Os isolados de campo do BVDV apresentam uma grande variabilidade antigênica, sendo que dois grupos genética e antigenicamente distintos já foram identificados, BVDV-1 e BVDV-2 (PELLERIN et al., 1994). Amostras de BVDV-2 são antigenicamente distintas das de BVDV-1, sobretudo na região da glicoproteína E2/gp53 (PELLERIN et al., 1994; VAN RIJN et al., 1997). A E2/gp53 é a principal glicoproteína do vírion e está envolvida na indução de anticorpos neutralizantes e proteção (DONIS, 1995). Por isso, a reatividade sorológica e proteção cruzada entre BVDV-1 e BVDV-2 é geralmente muito baixa (PELLERIN et al., 1994; FLORES et al., 2000).

Após o reconhecimento da importância da infecção pelo BVDV para a pecuária bovina, vacinas atenuadas e inativadas foram desenvolvidas e passaram a ser utilizadas para reduzir a gravidade da doença clínica e as perdas econômicas. No entanto, a grande variabilidade antigênica dos isolados de campo sempre representou um obstáculo para a obtenção de proteção cruzada contra o amplo espectro dos isolados (DUBOVI, 1992; VAN OIRSCHOT et al., 1999). O surgimento de amostras antigenicamente diferentes e altamente virulentas de BVDV no final da década de 80 (PELLERIN et al., 1994), denominadas de BVDV-2, reacendeu a discussão sobre a eficácia das vacinas (VAN OIRSCHOT et al., 1999; FULTON & BURGE, 2000).

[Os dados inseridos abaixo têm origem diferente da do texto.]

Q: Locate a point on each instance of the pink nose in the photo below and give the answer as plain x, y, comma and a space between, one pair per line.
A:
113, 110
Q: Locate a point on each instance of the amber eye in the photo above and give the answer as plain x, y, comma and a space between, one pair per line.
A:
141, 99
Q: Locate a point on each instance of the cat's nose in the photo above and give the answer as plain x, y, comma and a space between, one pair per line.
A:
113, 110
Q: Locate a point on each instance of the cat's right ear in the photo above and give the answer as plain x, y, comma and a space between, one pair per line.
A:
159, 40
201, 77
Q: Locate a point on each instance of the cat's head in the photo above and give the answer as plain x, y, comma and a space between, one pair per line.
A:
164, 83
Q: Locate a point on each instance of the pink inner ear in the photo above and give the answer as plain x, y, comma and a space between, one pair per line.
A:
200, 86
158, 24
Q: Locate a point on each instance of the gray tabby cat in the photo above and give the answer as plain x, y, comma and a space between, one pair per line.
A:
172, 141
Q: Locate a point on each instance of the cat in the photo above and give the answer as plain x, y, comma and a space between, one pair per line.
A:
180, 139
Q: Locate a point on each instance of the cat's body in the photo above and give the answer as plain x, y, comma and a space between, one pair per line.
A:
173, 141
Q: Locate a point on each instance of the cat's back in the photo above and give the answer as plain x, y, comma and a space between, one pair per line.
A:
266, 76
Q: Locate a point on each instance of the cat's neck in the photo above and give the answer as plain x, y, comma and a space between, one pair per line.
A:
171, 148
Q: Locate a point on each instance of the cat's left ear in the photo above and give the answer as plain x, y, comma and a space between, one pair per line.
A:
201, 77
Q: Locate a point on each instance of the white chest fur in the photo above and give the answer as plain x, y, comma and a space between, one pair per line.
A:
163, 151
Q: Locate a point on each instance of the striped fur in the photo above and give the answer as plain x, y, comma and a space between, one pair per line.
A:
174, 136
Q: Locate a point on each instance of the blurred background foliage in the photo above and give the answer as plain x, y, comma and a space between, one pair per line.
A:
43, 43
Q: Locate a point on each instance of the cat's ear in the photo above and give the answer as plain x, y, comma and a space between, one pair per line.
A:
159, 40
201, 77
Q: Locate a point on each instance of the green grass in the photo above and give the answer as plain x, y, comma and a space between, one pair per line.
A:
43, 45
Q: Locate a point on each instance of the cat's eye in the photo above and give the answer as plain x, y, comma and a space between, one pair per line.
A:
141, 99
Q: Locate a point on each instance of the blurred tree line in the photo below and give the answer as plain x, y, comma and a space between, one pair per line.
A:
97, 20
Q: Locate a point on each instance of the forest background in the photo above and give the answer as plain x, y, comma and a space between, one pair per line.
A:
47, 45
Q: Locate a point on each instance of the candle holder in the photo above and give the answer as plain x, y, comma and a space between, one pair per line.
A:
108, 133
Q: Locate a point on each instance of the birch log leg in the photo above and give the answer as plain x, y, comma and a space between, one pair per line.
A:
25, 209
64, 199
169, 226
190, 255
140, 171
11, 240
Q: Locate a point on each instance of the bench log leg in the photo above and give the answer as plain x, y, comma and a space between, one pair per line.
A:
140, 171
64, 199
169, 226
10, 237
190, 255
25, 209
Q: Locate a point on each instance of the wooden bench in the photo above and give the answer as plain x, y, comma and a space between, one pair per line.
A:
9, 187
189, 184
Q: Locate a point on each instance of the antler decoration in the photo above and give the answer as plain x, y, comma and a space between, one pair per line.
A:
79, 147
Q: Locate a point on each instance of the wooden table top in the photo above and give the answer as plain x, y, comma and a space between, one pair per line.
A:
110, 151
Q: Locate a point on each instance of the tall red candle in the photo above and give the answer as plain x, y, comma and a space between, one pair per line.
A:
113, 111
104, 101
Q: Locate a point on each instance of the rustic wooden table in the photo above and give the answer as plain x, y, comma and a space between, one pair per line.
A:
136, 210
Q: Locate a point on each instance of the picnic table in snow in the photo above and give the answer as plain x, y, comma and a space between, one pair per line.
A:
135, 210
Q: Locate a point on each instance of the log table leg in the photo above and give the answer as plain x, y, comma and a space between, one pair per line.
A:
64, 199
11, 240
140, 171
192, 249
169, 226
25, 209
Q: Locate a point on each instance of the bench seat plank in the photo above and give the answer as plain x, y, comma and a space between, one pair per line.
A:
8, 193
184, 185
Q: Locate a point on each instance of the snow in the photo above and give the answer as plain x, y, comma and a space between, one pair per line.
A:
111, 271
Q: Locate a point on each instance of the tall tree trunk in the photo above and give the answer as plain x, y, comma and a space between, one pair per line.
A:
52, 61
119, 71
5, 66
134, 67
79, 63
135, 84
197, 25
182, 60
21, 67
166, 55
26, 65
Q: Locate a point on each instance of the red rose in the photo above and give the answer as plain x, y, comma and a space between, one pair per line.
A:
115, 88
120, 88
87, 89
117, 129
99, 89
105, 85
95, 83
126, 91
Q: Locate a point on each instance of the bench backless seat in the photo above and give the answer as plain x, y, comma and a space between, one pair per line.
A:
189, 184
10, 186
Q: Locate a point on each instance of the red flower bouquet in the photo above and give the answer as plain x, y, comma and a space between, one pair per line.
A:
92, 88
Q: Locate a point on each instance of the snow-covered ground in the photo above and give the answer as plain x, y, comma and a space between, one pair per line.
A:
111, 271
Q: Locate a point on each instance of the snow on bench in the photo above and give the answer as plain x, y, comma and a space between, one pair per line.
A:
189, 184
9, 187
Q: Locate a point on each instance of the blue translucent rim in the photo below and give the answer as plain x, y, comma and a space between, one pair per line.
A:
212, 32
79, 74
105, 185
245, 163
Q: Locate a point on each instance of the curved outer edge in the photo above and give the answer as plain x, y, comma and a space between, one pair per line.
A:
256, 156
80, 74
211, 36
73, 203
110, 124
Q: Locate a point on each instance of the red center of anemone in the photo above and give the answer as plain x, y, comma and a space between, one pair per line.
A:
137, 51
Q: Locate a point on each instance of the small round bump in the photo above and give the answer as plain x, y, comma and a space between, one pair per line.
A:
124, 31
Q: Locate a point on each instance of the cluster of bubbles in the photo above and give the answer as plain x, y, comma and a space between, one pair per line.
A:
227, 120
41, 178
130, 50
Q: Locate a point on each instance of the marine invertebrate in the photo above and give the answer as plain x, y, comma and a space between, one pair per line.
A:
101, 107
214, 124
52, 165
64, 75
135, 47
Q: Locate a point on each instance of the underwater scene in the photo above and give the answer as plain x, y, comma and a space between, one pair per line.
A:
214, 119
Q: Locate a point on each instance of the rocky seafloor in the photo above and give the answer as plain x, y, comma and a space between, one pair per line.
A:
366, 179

A infecção pelo BVDV está amplamente disseminada no rebanho bovino do Brasil (BOTTON et al., 1998; PITUCO & DEL FAVA, 1998) e as amostras brasileiras de BVDV apresentam uma grande variabilidade antigênica (BOTTON et al., 1998). Análise filogenética e antigênica de isolados brasileiros revelou a presença de vírus dos dois genótipos (BVDV-1 e BVDV-2) no rebanho brasileiro (FLORES et al., 2000). Como a grande maioria das vacinas contra o BVDV, incluindo as comercializadas no país, contém apenas cepas de BVDV-1, é pertinente questionar-se sobre o grau de reatividade sorológica entre as cepas vacinais e as amostras de campo brasileiras.

Os objetivos desse experimento foram quantificar e determinar a duração e especificidade da resposta sorológica induzida em bovinos por três vacinas comerciais contra o BVDV.